Detect objects using YOLO-World v2.1 with text prompts.

GroundingDINOLoader Objects

class GroundingDINOLoader(DetectionModelLoader)

Loader for Grounding DINO 1.5 open-vocabulary detection model.

Grounding DINO 1.5 achieves 52.5 AP on COCO with zero-shot open-world object detection capabilities.

load

def load() -> None

Load Grounding DINO 1.5 model with configured settings.

detect

def detect(image: Image.Image, text_prompt: str) -> DetectionResult

Detect objects using Grounding DINO 1.5 with text prompts.

OWLv2Loader Objects

class OWLv2Loader(DetectionModelLoader)

Loader for OWLv2 open-vocabulary detection model.

OWLv2 uses scaled training data and achieves strong performance on rare and novel object classes.

load

def load() -> None

Load OWLv2 model with configured settings.

detect

def detect(image: Image.Image, text_prompt: str) -> DetectionResult

Detect objects using OWLv2 with text prompts.

Florence2Loader Objects

class Florence2Loader(DetectionModelLoader)

Loader for Florence-2 unified vision model.

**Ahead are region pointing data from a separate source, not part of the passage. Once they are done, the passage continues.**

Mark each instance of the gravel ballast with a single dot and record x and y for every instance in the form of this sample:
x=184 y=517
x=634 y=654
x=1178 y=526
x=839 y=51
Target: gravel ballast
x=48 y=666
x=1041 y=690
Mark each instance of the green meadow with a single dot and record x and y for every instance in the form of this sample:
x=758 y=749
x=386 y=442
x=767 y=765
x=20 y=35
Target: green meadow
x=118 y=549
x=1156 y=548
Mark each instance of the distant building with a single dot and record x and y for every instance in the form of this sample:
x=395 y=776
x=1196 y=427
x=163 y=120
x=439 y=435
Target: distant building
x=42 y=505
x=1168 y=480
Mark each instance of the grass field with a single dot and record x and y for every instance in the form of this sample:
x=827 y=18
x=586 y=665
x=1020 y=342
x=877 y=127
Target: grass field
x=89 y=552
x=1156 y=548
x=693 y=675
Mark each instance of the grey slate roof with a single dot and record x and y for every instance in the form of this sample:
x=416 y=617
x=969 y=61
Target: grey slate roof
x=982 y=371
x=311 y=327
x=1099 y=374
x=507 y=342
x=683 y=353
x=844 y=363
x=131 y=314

Florence-2 is a 230M parameter model that supports multiple vision tasks including object detection, captioning, and grounding.

load

def load() -> None

Load Florence-2 model with configured settings.

detect

def detect(image: Image.Image, text_prompt: str) -> DetectionResult

Detect objects using Florence-2 with text prompts.

create_detection_loader

def create_detection_loader(model_name: str,
config: DetectionConfig) -> DetectionModelLoader

Factory function to create appropriate detection loader based on model name.

Parameters

model_name : str Name of the model to load. Supported values:

  • "yolo-world-v2" or "yoloworld"
  • "grounding-dino-1-5" or "groundingdino"
  • "owlv2" or "owl-v2"
  • "florence-2" or "florence2" config : DetectionConfig Configuration for model loading and inference.

Returns

DetectionModelLoader Appropriate loader instance for the specified model.

Raises

ValueError If model_name is not recognized.